Sunday, March 8, 2009

Kara Dunne






























Kara Dunne

MFA Printmaking

I Don’t Give a Shit
Mental Hydration

I am flirting with the idea of developing my own representation of femininity through the lens of the antiquated classic feminine image. I am working with this subject through ‘passionate acts’ and ‘running’, recreating cinematic type scenarios and gestures in which I can replay and edit the projection of the feminine icon, referencing both cinema and history’s representation of the ultimate feminine through the use of satire.  


What does it mean to be a woman in today’s society? The overall accepted idea of what is ‘feminine’ has certainly changed and shifted considerably from a hundred years ago. It has even shifted genders a bit. Transferred over to the effeminate male. In the muddy yet progressive waters of gender and sexual identity, we are riding this so- called ‘fifth wave of feminism’, but where is it taking us? We are not to forget how far we’ve come, of course, but where exactly are we going?

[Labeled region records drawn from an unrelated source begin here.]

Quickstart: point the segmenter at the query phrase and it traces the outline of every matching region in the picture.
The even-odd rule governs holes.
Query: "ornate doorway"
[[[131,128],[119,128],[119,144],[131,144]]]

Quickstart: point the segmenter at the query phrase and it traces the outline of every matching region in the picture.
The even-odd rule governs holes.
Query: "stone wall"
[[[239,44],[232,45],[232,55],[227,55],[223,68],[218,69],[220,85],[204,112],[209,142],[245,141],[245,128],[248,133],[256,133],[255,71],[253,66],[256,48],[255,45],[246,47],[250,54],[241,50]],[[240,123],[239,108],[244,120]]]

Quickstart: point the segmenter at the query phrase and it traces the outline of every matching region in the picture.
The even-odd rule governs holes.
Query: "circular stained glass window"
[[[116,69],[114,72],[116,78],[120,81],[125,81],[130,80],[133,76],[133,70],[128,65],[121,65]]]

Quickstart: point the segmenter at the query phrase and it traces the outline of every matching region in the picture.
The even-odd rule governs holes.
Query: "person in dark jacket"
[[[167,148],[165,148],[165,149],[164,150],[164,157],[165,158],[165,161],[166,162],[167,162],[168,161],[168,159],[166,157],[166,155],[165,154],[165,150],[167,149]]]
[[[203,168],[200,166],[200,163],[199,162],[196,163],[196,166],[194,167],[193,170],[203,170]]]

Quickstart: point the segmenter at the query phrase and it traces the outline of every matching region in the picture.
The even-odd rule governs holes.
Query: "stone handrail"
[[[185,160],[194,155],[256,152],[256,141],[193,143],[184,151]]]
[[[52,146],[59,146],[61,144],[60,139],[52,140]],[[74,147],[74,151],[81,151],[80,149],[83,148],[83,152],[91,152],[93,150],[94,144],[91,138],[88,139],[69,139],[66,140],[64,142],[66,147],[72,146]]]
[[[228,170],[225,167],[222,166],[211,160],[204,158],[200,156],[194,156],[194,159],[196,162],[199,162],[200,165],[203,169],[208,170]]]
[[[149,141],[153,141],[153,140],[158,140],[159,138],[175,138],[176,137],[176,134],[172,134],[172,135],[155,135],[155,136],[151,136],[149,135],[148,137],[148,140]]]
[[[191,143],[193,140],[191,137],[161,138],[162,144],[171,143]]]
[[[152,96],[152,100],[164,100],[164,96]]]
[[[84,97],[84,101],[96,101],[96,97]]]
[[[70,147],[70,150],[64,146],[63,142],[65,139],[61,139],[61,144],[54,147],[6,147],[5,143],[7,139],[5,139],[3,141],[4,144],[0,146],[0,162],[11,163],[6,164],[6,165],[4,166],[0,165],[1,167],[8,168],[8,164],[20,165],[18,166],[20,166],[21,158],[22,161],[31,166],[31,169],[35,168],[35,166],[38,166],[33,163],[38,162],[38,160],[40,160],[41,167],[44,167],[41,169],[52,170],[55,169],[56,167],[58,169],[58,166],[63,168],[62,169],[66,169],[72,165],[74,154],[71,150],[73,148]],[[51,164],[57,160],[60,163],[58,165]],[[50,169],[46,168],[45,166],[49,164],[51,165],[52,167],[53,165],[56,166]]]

I am losing my bearings. With being a woman and its expectations, with the breakdown of social constructs, with the unsteady world around me, with the spiral we are continuing to travel, circulating downward to the unknown. Whether what we are spiraling toward is good or bad, we cannot know until we reach this hypothetical ‘bottom’. There is this strange homeostasis today in many regards, of things changing at the same time just as much as they are struggling to remain the same. Our traditional and narrow minded ideals and our material and personal dependencies are being uprooted; they are floating around in this purgatory of sorts. I find myself floating as well, in the middle of the road with everyone else, wondering what will happen next. My way of communicating this uneasiness of self and vague sense of being is through creating imagery and video work that speaks to this sense of in between, the idea of the endless vs. the finite. I do not know what it means to be ‘feminine’ anymore, I only have references from the past. I can only grasp at straws, and build my own steady ground, my own language. I know what it will mean to be a woman to a certain point, but I am not certain of the future; I cannot make predictions of where woman, for example, will end up. What I can do, though, is spiral downwards with a purpose.